Driving records are details states keep on all licensed drivers in their jurisdictions. Driving records are used to monitor problem drivers and promote public safety.
Yes. Every state keeps different types of information on its drivers.
All states keep driving records of everyone that's received citations or warnings for speeding. Police officers rely on these records to determine whether a driver should receive a citation or only receive a warning. And, traffic court judges rely on these records to determine whether a driver is eligible for a driver remediation program.
The state department of motor vehicles also keeps driving records on every driver who has been convicted of a DUI/DWI. Policies on storing DUI driving records vary from state to state, but they usually show on public records for about ten years.
The DMV also uses driving records to monitor reckless drivers. The DMV and traffic court judges impose harsher sentences on drivers who have been convicted of reckless driving in the past.
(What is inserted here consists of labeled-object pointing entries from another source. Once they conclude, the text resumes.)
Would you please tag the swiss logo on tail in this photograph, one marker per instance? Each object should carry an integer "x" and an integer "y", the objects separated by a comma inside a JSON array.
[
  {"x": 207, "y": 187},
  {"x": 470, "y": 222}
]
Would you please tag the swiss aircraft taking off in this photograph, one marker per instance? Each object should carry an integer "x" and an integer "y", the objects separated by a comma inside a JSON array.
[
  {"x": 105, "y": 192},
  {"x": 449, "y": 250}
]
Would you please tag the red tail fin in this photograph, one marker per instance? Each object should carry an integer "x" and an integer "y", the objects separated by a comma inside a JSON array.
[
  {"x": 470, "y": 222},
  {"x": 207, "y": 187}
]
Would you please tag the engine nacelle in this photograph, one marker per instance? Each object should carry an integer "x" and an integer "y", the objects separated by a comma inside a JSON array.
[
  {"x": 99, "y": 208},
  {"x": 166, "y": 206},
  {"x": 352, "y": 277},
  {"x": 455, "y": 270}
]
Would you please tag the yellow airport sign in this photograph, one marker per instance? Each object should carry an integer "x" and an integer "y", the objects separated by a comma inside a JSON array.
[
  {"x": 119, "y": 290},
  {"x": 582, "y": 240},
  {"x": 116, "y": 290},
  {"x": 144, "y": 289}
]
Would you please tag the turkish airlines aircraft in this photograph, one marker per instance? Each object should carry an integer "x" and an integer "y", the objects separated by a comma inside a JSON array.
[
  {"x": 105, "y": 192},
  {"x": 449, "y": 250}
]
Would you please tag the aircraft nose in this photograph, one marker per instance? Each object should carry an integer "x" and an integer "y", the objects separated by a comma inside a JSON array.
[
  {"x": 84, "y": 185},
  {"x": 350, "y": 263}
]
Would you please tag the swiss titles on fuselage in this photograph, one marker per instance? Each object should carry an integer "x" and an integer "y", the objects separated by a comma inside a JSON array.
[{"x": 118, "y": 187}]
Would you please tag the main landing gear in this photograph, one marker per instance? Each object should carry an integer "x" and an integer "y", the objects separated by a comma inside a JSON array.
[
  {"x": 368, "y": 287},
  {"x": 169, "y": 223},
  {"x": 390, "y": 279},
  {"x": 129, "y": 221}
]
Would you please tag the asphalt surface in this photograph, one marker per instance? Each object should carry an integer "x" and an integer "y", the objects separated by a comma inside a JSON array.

Although driving records are primarily kept by the state department of motor vehicles, federal agencies also store certain driving records as well. The Federal Motor Carrier Safety Administration and other regulatory bodies make sure driving records are available to state DMV offices throughout the country.
The National Driver Registry keeps information on problem drivers. If a driver's license to operate motor vehicles has been suspended, canceled, denied or revoked in any state, the DMV will report him or her to the NDR.
The NDR also tracks drivers who have been cited for particularly serious driving violations that endanger other citizens.
DMV offices also store other relevant information about drivers in their jurisdictions who have shown bad conduct on the road.
Every driver must be issued a license by the DMV to assert their driving privilege. Every driver has a unique driver license ID number on their license. It also provides relevant demographic information, such as their date of birth, height, weight and current residence. A driver's license may also include relevant notes, such as whether they must have corrective lenses to operate a motor vehicle.